Notice for the two new tiles added to the open list, the G values are increased by one because they are 2 tiles away from the starting point. You might also like to count out the “city block distance” to make sure you understand the H values for each of the new tiles.
Step 3
Again, we choose the tile with the lowest F score (5) and continue to iterate:
In this case, there was only one possible tile to add to the open list, because one was already on the closed list and two were walls.
Step 4
Now we have an interesting case. As you can see in the previous screenshot, there are 4 squares with the same F score as 7 – what do we do?!
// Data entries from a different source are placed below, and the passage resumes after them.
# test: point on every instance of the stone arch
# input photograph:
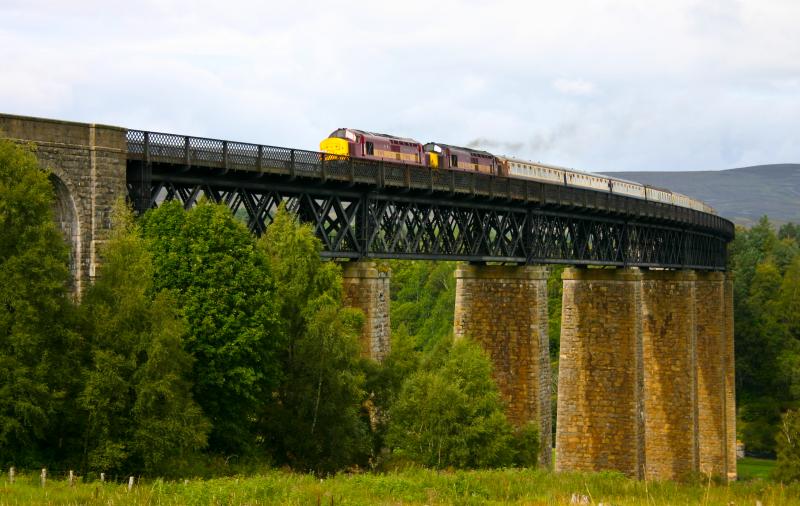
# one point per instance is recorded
(65, 213)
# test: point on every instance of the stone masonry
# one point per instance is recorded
(646, 373)
(87, 163)
(366, 287)
(716, 416)
(670, 386)
(504, 308)
(600, 403)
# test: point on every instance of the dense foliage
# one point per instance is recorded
(136, 402)
(39, 350)
(314, 418)
(766, 266)
(449, 413)
(199, 345)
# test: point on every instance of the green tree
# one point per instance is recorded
(139, 412)
(788, 466)
(39, 353)
(315, 421)
(225, 291)
(423, 299)
(449, 413)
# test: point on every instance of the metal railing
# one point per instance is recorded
(196, 152)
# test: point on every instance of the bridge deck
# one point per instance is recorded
(374, 209)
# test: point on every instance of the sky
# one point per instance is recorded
(620, 85)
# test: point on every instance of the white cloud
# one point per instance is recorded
(574, 86)
(597, 84)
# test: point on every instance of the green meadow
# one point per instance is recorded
(412, 486)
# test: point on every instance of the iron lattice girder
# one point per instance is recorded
(353, 223)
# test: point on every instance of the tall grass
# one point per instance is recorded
(416, 486)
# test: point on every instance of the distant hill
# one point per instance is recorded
(742, 195)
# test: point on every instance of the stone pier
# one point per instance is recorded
(366, 287)
(504, 308)
(600, 403)
(715, 375)
(670, 383)
(87, 164)
(646, 374)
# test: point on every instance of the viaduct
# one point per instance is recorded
(646, 368)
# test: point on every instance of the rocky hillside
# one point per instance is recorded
(742, 195)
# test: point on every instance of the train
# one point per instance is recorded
(361, 144)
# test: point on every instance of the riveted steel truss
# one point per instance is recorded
(380, 224)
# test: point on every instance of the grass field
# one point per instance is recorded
(750, 468)
(409, 487)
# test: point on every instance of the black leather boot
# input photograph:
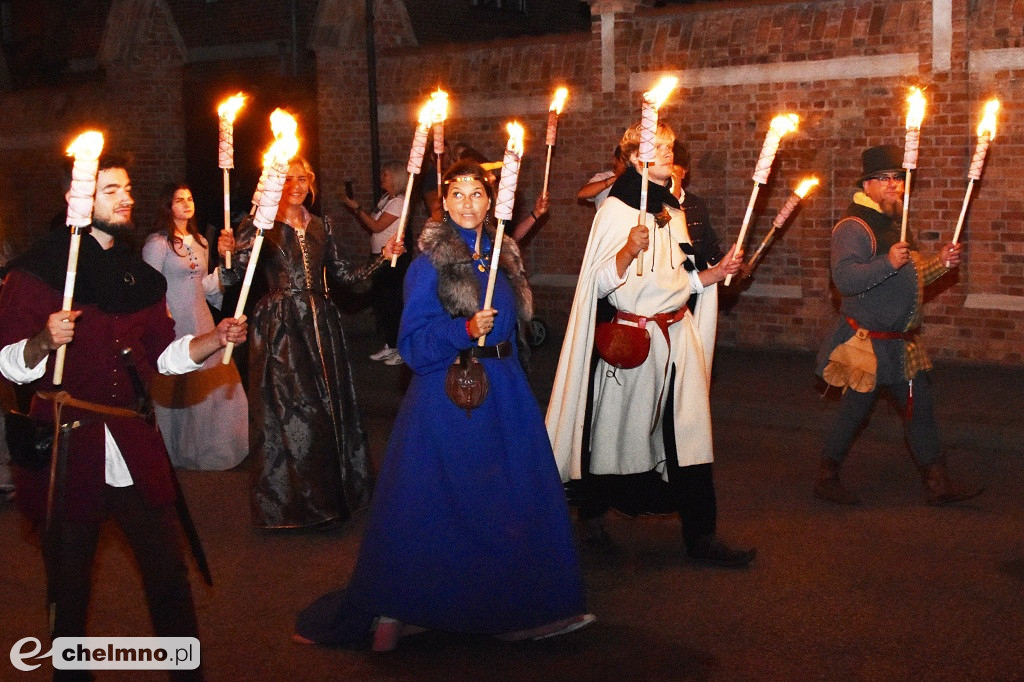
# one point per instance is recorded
(710, 551)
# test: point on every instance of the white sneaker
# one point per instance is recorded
(382, 353)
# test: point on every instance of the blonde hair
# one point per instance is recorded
(630, 144)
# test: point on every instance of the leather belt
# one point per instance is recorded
(664, 321)
(905, 336)
(503, 349)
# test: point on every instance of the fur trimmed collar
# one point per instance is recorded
(458, 286)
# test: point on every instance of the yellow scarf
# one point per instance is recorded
(863, 200)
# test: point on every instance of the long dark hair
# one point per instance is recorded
(165, 218)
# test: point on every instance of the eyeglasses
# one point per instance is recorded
(889, 177)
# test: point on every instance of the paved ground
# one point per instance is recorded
(892, 590)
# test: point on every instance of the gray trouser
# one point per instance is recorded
(922, 431)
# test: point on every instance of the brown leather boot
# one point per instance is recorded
(941, 491)
(827, 486)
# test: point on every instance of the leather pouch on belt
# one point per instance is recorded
(466, 383)
(853, 364)
(623, 346)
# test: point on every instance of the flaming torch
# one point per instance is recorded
(225, 154)
(783, 215)
(986, 133)
(416, 155)
(86, 150)
(652, 100)
(503, 207)
(914, 117)
(438, 101)
(557, 103)
(780, 125)
(286, 145)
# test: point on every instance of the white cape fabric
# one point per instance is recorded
(626, 434)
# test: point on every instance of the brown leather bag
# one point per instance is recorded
(853, 365)
(623, 346)
(466, 383)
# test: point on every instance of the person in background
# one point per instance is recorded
(882, 279)
(204, 415)
(597, 187)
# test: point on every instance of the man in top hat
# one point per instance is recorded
(876, 343)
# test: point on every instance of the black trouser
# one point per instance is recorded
(386, 297)
(153, 536)
(922, 431)
(690, 491)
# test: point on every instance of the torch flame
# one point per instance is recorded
(438, 100)
(915, 113)
(286, 140)
(784, 123)
(806, 185)
(426, 115)
(87, 145)
(515, 136)
(660, 92)
(987, 125)
(558, 101)
(228, 109)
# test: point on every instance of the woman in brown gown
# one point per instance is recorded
(308, 449)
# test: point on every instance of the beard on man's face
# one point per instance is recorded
(115, 229)
(892, 207)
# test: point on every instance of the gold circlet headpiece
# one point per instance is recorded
(463, 178)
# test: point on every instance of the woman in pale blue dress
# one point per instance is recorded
(203, 415)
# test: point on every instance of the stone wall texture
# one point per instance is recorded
(844, 66)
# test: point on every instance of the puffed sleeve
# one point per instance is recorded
(429, 338)
(244, 237)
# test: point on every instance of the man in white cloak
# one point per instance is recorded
(608, 426)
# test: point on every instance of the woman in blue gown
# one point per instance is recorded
(468, 529)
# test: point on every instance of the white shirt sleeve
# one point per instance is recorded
(175, 358)
(12, 367)
(607, 278)
(116, 472)
(12, 364)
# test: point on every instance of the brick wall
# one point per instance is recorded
(844, 66)
(137, 103)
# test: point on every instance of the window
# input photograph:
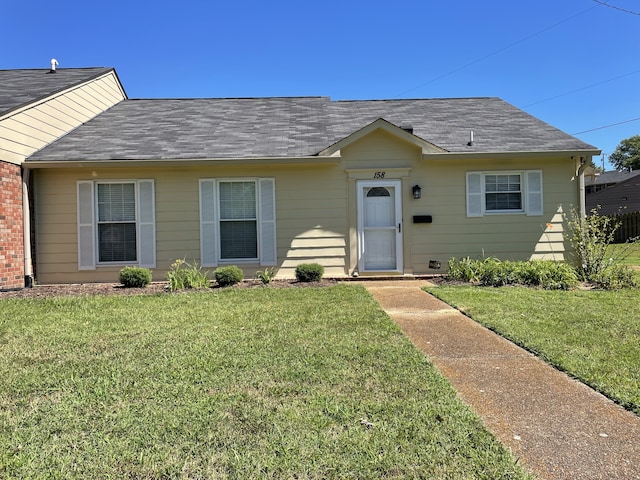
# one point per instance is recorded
(237, 221)
(116, 223)
(504, 192)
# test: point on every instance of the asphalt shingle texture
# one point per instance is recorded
(181, 129)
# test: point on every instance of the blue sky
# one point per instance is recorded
(571, 63)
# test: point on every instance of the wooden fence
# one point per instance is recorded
(629, 226)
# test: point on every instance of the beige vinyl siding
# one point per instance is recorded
(311, 223)
(31, 128)
(506, 236)
(316, 214)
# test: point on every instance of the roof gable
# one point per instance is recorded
(300, 127)
(382, 124)
(19, 88)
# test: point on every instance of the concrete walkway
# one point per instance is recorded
(557, 427)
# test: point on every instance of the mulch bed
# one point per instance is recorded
(88, 289)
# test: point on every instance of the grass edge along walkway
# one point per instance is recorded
(593, 336)
(311, 383)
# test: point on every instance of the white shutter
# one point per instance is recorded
(146, 224)
(267, 252)
(208, 230)
(474, 194)
(533, 187)
(86, 226)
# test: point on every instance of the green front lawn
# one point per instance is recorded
(592, 335)
(260, 383)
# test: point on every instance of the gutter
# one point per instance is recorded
(172, 162)
(508, 155)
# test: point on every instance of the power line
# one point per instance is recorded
(616, 8)
(582, 88)
(495, 52)
(607, 126)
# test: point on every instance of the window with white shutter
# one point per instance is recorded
(116, 223)
(237, 221)
(504, 192)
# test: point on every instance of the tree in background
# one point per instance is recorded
(627, 154)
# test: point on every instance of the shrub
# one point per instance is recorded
(492, 272)
(227, 276)
(463, 270)
(548, 274)
(309, 272)
(589, 238)
(185, 275)
(135, 277)
(266, 275)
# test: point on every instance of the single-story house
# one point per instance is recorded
(366, 187)
(36, 108)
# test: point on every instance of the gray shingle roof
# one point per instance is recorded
(296, 126)
(21, 87)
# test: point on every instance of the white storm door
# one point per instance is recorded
(380, 226)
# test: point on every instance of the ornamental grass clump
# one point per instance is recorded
(135, 277)
(185, 275)
(228, 276)
(492, 272)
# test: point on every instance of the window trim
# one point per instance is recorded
(503, 210)
(87, 223)
(219, 220)
(209, 201)
(531, 190)
(98, 222)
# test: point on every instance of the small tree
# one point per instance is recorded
(627, 154)
(590, 236)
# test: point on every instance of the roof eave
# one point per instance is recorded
(168, 162)
(509, 155)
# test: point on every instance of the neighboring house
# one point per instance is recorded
(621, 197)
(36, 108)
(380, 187)
(599, 181)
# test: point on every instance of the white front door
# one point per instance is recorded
(379, 226)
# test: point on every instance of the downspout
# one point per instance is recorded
(26, 227)
(582, 166)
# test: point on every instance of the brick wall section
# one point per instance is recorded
(11, 227)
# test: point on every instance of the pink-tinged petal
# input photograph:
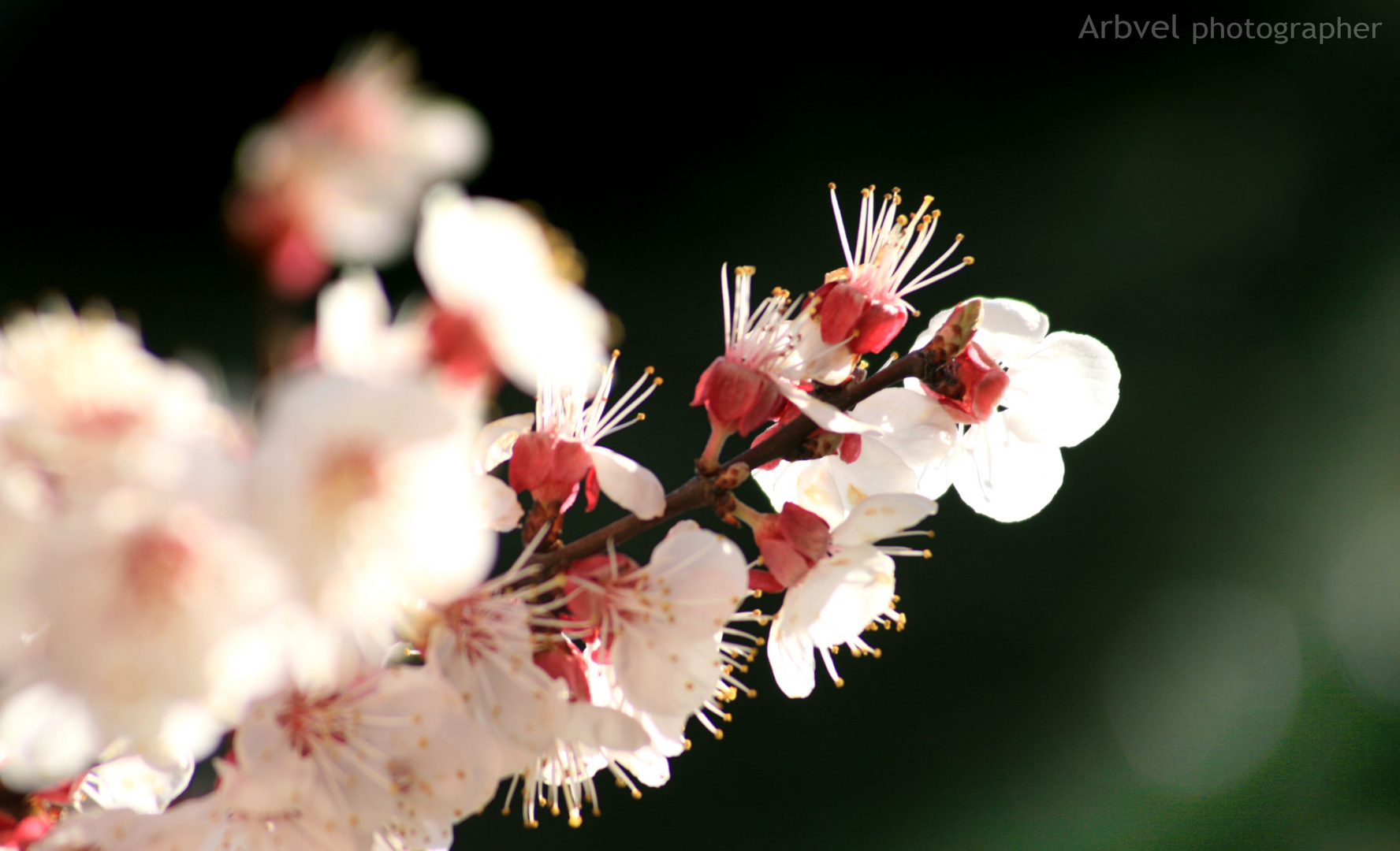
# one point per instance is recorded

There are various solutions we could use, but one simple (and fast) way is to keep following the tile most recently added to the open list. So continuing on with the most recent square we have:
This time two tiles were adjacent and walkable, and we calculate their scores as usual.
Step 5
Again we choose the tile with the lowest score (7) and in case of a tie choose the most recent:
Just one possibility added this time. We’re getting close!
Step 6
You get the drill by now! I bet you can guess the next step looks like the following:
We’re almost there, but this time you can see that there are actually two shortest paths to the bone we could choose between:
In our example there is 2 differents shortest paths:
- 1-2-3-4-5-6
- 1-2-3-4-5-7
It doesn’t really matter which of these we choose, it comes down to the actual implementation in code.
Step 7
Let’s iterate one more time from one of these squares:
Aha, the bone is in the open list!
Step 8
In the case where the target square is in the open list, the algorithm adds it to the closed list:
Then all the algorithm has to do is go backwards to figure out the final path!